Tentava o máximo que podia enaltecê-la, estar lá, aparecer, falar, olhar e participar. Mas acontece que as chances que ele mal tinha foram sufocadas pelo excesso de tentativas. A Moça se aborreceu. Nunca quis e nunca quereria estar com ele como amores, só como amigos, e só. E sentia-se ofendida pelo excesso de tentativas por parte dele.

- Mas somos praticamente namorados, veja como andamos juntos e nos vemos sempre! Como nos damos bem e as pessoas acham que devíamos ficar juntos, se já não estivermos!

- Pois saiba - Retrucou irritada, mas sem perder a postura e o cuidado - Que não é só contigo que sou assim, somos amigos, assim trato meus amigos, e se for pra colocar que acham que estamos juntos por como somos tratarei de passar-lhe uma lista de todos com quem sou assim. Sabe que sou gentil com quem gosto, e não gosto apenas de ti, aceite.

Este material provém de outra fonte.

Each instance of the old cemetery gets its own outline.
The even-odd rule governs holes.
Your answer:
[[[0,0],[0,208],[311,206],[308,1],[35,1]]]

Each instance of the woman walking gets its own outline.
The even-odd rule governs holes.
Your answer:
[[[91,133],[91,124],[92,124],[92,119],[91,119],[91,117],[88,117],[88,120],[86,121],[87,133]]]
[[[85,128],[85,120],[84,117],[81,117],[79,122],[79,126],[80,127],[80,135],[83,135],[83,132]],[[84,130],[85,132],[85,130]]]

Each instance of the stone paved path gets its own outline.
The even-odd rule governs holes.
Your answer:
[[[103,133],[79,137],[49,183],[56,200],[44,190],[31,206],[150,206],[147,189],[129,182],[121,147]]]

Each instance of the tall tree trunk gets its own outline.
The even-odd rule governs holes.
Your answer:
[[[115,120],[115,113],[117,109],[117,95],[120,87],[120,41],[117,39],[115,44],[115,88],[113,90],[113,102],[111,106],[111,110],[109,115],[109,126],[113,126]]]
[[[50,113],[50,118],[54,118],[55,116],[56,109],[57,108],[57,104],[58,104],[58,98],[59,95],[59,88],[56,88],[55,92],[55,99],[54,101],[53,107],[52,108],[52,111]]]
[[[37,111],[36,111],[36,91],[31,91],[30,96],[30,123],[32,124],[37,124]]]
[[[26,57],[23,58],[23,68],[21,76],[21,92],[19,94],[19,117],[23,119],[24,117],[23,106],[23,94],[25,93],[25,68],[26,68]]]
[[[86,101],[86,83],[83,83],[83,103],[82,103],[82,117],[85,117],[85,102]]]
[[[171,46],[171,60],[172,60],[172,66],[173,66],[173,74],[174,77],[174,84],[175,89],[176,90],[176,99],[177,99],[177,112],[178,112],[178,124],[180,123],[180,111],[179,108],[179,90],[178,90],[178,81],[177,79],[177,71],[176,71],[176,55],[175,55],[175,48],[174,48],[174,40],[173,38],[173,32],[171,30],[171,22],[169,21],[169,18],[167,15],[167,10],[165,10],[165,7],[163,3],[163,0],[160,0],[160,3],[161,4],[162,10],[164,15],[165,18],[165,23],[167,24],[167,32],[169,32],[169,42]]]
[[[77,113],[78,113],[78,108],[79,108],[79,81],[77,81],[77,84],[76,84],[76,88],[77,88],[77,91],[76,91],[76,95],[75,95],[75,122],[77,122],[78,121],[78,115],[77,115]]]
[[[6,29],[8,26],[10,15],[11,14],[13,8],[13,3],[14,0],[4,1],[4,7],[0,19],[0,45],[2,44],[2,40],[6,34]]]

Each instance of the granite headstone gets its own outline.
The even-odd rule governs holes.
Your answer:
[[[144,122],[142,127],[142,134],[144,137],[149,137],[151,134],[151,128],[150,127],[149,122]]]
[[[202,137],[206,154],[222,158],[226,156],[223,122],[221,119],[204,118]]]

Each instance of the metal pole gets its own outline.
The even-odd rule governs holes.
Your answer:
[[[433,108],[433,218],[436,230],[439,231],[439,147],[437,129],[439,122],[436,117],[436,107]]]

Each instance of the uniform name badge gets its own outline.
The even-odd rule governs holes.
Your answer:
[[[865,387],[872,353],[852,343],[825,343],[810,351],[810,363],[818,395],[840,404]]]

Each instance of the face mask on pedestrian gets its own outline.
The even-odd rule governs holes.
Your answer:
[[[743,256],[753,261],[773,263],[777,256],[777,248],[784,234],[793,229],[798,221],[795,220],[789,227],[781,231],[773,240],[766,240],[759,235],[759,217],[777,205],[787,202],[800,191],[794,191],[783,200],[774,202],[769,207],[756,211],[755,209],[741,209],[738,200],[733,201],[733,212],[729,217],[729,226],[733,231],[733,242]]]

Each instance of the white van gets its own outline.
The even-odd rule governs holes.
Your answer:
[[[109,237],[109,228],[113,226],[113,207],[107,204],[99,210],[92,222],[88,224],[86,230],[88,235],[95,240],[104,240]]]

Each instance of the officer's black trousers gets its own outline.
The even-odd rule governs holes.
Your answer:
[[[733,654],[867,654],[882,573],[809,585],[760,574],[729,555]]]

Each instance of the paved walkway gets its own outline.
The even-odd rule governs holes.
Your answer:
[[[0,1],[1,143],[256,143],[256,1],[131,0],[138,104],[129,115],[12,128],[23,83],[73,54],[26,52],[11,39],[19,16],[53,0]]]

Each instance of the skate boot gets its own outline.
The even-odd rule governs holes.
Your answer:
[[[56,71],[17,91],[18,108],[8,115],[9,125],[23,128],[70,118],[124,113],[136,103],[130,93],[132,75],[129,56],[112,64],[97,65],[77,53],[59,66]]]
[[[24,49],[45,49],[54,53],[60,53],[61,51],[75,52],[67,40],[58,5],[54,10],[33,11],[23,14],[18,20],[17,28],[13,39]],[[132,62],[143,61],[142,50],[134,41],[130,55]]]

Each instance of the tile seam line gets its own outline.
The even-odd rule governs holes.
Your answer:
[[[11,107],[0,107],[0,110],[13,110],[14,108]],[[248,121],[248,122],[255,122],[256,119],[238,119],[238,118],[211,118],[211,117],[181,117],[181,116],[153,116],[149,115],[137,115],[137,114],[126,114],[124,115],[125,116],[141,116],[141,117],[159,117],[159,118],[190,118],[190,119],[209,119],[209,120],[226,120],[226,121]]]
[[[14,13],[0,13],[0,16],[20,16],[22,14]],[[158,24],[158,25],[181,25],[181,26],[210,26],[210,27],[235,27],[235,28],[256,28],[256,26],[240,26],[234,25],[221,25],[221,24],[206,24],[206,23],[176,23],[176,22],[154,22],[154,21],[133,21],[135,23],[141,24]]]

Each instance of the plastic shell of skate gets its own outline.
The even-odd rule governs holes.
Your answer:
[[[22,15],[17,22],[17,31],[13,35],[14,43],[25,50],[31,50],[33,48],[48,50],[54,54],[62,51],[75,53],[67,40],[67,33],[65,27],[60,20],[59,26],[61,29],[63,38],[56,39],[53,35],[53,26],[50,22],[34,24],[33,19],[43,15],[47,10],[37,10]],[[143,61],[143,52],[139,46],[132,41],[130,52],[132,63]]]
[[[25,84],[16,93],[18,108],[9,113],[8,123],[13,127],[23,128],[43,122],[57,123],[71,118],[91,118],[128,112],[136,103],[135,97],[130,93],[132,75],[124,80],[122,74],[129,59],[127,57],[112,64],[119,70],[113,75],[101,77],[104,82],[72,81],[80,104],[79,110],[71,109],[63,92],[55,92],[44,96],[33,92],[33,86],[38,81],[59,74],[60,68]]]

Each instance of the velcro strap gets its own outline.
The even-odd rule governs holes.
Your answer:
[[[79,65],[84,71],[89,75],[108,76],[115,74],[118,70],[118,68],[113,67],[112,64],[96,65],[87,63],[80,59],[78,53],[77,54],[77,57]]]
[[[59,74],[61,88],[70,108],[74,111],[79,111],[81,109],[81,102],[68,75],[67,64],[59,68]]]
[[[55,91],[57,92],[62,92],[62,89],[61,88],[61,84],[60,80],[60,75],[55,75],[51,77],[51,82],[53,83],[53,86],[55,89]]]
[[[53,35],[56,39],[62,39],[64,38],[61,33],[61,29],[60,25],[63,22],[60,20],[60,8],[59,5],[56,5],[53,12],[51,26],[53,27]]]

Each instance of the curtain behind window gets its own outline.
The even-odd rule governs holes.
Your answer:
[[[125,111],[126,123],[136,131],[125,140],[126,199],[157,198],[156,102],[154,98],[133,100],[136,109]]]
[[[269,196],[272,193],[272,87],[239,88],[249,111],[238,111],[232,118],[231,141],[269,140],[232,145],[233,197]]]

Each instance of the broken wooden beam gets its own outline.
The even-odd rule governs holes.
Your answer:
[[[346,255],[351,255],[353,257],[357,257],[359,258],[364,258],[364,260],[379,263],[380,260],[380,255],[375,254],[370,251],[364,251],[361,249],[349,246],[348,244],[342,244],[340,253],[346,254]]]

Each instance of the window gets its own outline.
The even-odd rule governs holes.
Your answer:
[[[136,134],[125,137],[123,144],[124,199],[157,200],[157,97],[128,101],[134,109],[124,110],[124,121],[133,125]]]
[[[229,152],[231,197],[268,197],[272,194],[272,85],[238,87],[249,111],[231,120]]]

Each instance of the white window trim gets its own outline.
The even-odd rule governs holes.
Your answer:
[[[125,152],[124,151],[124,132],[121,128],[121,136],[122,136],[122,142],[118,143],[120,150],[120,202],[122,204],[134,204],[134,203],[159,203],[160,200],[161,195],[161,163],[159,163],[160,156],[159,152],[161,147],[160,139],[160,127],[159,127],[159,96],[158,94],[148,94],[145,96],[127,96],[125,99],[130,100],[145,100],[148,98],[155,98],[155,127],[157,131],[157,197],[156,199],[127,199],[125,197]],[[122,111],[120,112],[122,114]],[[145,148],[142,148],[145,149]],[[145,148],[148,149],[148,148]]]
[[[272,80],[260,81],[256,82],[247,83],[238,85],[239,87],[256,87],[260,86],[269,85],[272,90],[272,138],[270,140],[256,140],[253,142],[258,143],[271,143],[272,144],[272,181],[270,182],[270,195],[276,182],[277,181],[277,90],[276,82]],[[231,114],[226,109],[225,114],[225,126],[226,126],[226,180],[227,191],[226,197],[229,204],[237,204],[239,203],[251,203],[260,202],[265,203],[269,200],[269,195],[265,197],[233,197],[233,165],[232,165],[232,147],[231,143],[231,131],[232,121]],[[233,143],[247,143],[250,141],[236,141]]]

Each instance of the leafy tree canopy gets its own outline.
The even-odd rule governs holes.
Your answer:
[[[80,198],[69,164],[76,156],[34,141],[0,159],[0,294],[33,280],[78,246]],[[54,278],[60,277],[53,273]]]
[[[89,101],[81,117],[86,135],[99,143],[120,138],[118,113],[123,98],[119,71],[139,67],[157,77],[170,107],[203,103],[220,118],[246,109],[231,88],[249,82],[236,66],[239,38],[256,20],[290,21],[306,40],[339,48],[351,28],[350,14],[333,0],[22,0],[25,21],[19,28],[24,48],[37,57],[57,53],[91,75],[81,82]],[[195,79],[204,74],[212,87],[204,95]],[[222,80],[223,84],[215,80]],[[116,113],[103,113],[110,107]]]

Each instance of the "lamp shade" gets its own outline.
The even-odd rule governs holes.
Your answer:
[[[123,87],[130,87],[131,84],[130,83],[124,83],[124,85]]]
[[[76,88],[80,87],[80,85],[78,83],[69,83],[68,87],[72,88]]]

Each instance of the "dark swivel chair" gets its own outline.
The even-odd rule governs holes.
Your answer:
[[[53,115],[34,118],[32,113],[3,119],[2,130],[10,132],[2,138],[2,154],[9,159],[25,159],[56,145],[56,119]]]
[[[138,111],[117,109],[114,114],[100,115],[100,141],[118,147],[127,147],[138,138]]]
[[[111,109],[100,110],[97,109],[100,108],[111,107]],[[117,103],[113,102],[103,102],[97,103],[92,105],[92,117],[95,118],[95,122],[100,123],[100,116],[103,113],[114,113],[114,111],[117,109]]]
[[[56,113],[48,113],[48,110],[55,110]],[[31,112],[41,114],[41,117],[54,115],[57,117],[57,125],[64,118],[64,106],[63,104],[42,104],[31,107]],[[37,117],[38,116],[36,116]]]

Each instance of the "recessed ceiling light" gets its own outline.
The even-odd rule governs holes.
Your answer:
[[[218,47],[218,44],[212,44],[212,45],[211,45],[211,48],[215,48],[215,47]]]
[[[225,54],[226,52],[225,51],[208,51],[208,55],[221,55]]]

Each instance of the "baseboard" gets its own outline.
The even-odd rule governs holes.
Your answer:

É quase desnecessário registrar que os fatos que ela empurrava, pouco a pouco, o tiravam do sério e lhe comiam a paciência. "Ninguém é por ela como eu, ninguém a ama como eu" resmungava sozinho. Pois acontece que a Moça acabou por se apaixonar pelo melhor amigo de ambos. Rapaz esse com quem ela andava de braços dados, visitava em casa e ria tão reluzente quanto ria com o Cara. E ele devolveu o afeto, pouco a pouco, de seu jeito e do jeito dela. Tão sutil e tão certo, os dois felizes por terem se dado essa chance depois de dois anos de pura amizade.

Ele odiou, não admitiu na hora, mas odiou tudo sobre isso e fez com que a Moça evitasse falar disso e mostrar perto dele, para não fazer-lhe mal, por que ela o queria bem. Ele insultou-a e disse que não teria futuro, contou coisas que o Rapaz lhe dissera e pedira para que guardasse, traiu a ele. E orgulhou-se disso.

Mesmo sem admitir, talvez nem pra si mesmo, ele quis estragar. Tê-la só era melhor que tê-la com alguém. Ela era dele por direito, talvez. Mesmo que ela houvesse perdido a calma e o estivesse, tratando mal de tão sufocada que se sentia, ele ainda a queria só pra ele.

Mesmo quando alegou ter deixado de amá-la, disse que nunca a amou nesse último ano inteiro em que ele, mais de uma vez, jurou amor eterno.

Ele não soube o que sentir. Ou uma grande mentira, nunca tê-la amado e a ter iludido nisso e feito com que ela moldasse a própria vida para não fazer-lhe mal, ou ele mentir sobre ter parado. Qualquer uma era ruim e dolorosa, ela bem sabia. E nenhuma era algo que um amigo faria, ela bem sabia.

Até que ele decidiu tratá-la realmente mal.

Fez pouco do que dizia, tentou humilhá-la e ofendê-la diante de amigos, ofendeu-a diretamente, falou dela pelas costas, fez com que a Moça se sentisse mal. Até ela revelar que algo a fazia mal e ele abertamente deu de ombros e disse não se importar.

Então tudo caiu e ela se cansou.

A Moça o condenou ao exílio, e para lá ele foi.

Por mais que ela seja forte, que ela não tenha reagido da forma esperada, ainda se pega pensando e inventando diálogos que não vão acontecer. Sente-se mal, infeliz e irritada por, novamente, deixar alguém chegar perto o suficiente para apunhalá-la. Gostaria apenas que ele fosse, de fato, o garoto meigo, gentil e pequeno que parecia ser, e não o grande peçonhento egoísta que se mostrou.

O que mais a tranquiliza é saber que nunca deu à ele a chance que ele não merecia.